Most retailers strive for honesty at the pump and depend on weights and measures inspectors to provide them with a level playing field...
Lincoln, Nebr. (PRWEB) May 21, 2014
Lincoln, Neb. The National Conference on Weights and Measures (NCWM) reminds Holiday travelers that they can fill up those fuel tanks with confidence this Memorial Day weekend because of the hard work of weights and measures inspectors who test those pumps for accuracy.
Every state has weights and measures inspectors who inspect and seal gasoline pumps along with other commercial weighing and measuring devices. In many states inspections are carried out by county or city inspectors. These inspectors are trained to understand today’s technology and marketing practices in industries that include motor fuels, agricultural products, taxi meters, and the packaging and labeling of consumer products. Many consumers know they get what they pay for, but few know who are actually looking out for them.
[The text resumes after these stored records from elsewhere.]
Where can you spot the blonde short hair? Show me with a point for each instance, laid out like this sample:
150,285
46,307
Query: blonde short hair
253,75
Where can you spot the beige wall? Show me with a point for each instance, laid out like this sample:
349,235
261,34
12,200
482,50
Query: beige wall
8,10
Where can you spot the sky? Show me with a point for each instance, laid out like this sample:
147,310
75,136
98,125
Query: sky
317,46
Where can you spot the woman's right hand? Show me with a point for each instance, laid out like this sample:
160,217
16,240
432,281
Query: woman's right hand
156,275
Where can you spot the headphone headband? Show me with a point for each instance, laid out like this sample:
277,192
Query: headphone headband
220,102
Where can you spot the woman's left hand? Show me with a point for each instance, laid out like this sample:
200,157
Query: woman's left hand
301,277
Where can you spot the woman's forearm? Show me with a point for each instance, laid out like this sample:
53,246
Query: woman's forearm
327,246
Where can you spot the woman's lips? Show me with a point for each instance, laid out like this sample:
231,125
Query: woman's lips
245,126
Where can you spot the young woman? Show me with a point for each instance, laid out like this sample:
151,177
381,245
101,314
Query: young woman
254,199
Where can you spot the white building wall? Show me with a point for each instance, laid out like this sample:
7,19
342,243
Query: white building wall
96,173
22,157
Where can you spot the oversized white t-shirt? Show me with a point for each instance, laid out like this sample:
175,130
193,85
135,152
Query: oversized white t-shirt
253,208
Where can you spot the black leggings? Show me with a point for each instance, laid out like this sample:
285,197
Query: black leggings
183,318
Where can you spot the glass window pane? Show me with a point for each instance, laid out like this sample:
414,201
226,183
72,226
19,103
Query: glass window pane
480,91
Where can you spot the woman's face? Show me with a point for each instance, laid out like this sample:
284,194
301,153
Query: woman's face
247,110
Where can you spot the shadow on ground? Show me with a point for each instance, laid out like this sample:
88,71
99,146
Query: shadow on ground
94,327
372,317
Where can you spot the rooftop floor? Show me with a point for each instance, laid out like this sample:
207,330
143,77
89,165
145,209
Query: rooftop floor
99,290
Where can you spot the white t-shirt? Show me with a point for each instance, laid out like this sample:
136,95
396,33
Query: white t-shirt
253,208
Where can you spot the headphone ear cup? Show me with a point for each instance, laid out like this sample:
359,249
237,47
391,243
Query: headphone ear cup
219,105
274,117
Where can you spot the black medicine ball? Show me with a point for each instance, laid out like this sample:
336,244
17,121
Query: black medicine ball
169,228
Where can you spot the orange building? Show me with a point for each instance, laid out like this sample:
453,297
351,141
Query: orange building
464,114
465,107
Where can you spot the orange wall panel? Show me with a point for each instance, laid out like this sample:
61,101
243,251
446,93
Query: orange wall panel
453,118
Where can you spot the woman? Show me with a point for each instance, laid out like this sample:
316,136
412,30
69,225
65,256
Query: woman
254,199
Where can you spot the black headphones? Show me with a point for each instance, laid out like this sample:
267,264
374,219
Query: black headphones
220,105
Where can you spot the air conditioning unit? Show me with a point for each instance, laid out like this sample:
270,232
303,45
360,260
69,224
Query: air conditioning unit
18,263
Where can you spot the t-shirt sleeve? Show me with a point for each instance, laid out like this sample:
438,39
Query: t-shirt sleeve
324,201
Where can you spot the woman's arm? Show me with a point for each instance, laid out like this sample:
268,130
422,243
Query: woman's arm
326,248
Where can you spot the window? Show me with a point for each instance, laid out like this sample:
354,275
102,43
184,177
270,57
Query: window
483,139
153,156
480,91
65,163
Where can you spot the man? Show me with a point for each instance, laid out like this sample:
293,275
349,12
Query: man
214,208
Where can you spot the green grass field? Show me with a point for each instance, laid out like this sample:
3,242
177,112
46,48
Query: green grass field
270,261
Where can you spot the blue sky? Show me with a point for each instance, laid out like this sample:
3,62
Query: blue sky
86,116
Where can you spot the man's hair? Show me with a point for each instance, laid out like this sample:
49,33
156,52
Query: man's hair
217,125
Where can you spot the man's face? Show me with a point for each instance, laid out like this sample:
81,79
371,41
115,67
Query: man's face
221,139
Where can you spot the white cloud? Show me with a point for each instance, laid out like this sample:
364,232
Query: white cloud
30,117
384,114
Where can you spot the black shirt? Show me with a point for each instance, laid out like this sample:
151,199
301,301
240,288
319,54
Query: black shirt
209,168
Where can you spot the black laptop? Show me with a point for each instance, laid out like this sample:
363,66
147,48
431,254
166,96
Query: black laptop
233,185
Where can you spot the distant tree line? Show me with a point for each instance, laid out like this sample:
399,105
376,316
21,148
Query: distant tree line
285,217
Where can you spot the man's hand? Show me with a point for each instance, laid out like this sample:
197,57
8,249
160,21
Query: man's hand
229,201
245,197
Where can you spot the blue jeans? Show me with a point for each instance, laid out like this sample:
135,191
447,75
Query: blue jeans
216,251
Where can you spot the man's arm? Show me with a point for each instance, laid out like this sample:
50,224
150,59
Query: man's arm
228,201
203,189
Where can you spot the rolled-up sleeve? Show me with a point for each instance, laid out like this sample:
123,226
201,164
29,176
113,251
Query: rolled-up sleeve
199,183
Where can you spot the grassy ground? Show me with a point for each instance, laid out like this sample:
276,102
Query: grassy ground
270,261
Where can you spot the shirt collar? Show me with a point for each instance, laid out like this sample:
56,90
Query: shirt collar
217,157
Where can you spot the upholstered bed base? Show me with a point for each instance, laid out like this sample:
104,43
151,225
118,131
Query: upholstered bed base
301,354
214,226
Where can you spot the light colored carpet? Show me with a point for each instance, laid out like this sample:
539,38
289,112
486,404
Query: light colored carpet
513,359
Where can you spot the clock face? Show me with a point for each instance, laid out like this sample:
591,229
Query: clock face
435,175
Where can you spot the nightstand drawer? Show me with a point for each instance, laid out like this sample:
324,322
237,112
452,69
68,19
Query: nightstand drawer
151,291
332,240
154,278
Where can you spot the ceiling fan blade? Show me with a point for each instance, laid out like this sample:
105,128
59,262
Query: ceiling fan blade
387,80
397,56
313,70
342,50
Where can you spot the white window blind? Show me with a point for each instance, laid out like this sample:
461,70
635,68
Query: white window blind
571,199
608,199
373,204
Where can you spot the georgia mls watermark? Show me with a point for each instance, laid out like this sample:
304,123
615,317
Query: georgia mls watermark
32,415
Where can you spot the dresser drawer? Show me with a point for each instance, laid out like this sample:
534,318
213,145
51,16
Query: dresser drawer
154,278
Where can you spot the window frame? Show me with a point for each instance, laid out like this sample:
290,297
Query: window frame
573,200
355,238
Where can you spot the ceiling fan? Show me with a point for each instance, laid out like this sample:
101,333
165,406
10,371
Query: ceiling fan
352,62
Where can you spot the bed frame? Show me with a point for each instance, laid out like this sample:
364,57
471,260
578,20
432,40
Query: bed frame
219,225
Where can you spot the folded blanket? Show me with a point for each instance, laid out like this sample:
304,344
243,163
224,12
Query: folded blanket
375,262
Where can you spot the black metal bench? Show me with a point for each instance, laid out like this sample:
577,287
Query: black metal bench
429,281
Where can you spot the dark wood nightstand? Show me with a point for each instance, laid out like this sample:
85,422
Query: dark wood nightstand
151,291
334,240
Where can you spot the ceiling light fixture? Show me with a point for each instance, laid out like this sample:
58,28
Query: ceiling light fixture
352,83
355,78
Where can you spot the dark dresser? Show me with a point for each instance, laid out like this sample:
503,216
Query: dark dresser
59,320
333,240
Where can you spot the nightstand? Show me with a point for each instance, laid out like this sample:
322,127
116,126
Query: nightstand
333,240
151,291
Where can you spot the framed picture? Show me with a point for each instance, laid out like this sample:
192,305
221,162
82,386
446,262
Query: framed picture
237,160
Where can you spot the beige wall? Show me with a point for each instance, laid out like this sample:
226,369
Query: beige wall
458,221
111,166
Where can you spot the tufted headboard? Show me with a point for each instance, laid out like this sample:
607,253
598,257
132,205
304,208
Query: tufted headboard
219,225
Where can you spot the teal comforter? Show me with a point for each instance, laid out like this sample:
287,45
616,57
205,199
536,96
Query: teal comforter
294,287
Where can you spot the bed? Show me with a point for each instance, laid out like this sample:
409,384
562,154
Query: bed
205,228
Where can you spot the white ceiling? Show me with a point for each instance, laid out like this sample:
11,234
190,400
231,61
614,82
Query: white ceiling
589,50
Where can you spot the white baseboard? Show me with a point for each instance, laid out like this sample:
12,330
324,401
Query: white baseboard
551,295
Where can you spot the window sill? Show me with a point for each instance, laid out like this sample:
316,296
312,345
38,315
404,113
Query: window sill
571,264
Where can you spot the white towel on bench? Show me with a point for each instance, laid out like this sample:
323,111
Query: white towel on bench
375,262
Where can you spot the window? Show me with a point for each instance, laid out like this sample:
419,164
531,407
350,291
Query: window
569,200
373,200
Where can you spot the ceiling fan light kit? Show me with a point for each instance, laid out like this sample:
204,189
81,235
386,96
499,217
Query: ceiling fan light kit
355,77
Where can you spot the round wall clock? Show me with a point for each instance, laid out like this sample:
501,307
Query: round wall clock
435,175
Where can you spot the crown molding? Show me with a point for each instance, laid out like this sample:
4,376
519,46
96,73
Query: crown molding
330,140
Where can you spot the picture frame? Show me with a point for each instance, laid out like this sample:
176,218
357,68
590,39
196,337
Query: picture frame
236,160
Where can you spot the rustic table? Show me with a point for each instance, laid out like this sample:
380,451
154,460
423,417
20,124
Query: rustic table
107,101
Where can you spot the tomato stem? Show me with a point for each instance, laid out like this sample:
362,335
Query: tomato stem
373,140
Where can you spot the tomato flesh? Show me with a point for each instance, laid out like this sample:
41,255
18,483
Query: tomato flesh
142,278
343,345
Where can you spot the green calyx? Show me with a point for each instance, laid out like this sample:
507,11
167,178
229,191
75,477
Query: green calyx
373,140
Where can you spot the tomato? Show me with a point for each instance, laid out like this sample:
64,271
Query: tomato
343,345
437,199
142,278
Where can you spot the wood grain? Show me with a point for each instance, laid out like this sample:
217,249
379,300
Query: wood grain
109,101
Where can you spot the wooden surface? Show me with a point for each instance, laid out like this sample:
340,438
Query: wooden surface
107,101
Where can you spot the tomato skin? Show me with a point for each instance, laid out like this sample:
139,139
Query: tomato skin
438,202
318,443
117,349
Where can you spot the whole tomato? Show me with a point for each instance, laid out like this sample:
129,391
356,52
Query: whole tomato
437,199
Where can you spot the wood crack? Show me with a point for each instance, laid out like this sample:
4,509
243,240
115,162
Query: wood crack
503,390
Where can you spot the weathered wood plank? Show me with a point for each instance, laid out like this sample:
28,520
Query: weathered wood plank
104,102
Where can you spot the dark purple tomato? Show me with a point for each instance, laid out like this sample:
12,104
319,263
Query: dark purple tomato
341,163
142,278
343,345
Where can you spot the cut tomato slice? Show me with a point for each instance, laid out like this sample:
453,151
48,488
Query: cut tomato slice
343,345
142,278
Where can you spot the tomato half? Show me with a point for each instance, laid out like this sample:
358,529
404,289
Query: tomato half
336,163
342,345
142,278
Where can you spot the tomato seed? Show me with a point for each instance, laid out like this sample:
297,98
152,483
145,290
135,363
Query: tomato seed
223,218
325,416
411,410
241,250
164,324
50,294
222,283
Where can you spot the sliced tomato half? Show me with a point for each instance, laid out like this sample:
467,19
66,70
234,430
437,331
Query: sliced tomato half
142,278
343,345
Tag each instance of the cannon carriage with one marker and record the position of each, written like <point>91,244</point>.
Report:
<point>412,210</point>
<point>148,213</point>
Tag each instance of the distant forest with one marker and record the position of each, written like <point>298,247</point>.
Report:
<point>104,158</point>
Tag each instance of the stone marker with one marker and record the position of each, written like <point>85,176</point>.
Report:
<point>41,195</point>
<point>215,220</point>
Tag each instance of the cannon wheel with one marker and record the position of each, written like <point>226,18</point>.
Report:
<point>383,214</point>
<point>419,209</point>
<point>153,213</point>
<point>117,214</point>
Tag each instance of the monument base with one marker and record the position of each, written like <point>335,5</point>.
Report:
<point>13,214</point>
When inspecting fuel pumps, inspectors test for accuracy, check for tampering, look for leaks, check that the customer displays are working and are accurate and verify posted price signs. Some states also test fuel quality.
“Most retailers strive for honesty at the pump and depend on weights and measures inspectors to provide them with a level playing field as they compete for business,” said NCWM Chairman John Gaccione, Director of Westchester County Weights and Measures in New York. “The retail gasoline market is extremely competitive. Without accurate and consistent measurement, consumers and honest retailers alike are at a disadvantage.”
Consumers can also protect themselves at the pump by doing the following:
Always check the price per gallon before starting to pump the fuel. Make sure it matches street sign.
Make sure you select the correct blend (regular, midgrade, premium).
Check for cash vs. credit/debit pricing surprises.
Make sure the display reads zero before you open the nozzle.
Check the total price after filling up to make sure it is computed properly.
Consumers should report any problems to the retailer at the time of the transaction and also contact the local weights and measure authority if they believe they are not getting what they pay for. An inspection decal on the dispenser tells which weights and measures agency inspected that pump. NCWM provides contact information for all 50 states on their website at http://www.ncwm.net.
The National Conference on Weights and Measures is a professional nonprofit association of state and local weights and measures officials, federal agencies, manufacturers, retailers and consumers. NCWM has developed national weights and measures standards since 1905. The organization brings the right interests together to keep pace with innovative advancements in the marketplace.